Digital Economy

Treating artificial intelligence badly improves its accuracy

According to an American study, ChatGPT provides more accurate answers when prompts use rude language

by Massimo De Laurentiis

30 October 2025

2' min read

Translated by AI

Versione italiana

2' min read

Translated by AI

Versione italiana

Treating artificial intelligence badly improves its responses, according to a study by the University of Pennsylvania, which shows a correlation between an unkind tone of prompts and the accuracy of model outputs.

Method and results

The authors tested 50 maths, science and history questions rewritten in five tone variants: very polite, polite, neutral, rude and very rude.

Contrary to expectations, prompts formulated with a rude or very rude tone produced significantly more accurate results than those formulated with a polite tone.

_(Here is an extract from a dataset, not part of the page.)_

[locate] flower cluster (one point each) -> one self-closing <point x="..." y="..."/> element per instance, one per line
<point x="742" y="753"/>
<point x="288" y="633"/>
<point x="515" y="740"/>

Specifically, 'very polite' prompts achieved an average accuracy of 80.8%, 'neutral' prompts were around 82.2%, and 'very rude' prompts came out on top with an accuracy of 84.8%.

This progressive increase in accuracy according to the degree of discourtesy suggests that the tone of the prompt influences model performance in a non-random manner.

Among the 'very polite' prompts used in the experiment are phrases such as 'Can you kindly consider the following problem and provide me with your answer?' On the other hand, prompts defined as 'very rude' include phrases such as 'Poor creature, do you even know how to solve this?' or 'I know you are not smart, but try this'.

The limits of the study

The researchers themselves emphasise that the result should be interpreted with caution. The sample was small - only 50 multiple-choice questions - and the test was conducted on a single model, ChatGPT-4o. Moreover, expressions of politeness vary from one culture to another, so it is not certain that the same effect is reproduced in other contexts or in languages other than English.

The paper also cites a study from last year (Yin et al., 2024), which offers a perfect counterexample by showing opposite results. According to this research, conducted on previous generation models such as ChatGPT-3.5 and Llama2-70B, rude prompts lead to worse performance, increasing the risk of bias, incorrect answers and refusal to answer.

Other recent research focusing on the use of LLMs in the medical field (Naderi et al., 2025) found that 'emotional' prompts, which emphasise the patient's vulnerability or the caregiver's discomfort, increase the 'overconfidence' of models. This phenomenon poses critical risks in clinical settings where overconfidence can compromise patient safety.

The research conclusions

In short, although the University of Pennsylvania experiment shows that rude tones can improve the performance of language models, the researchers do not encourage this approach.

The use of offensive or disparaging language in human-IA interaction, in fact, could have negative effects on user experience, accessibility and inclusiveness, contributing to normalising harmful forms of communication.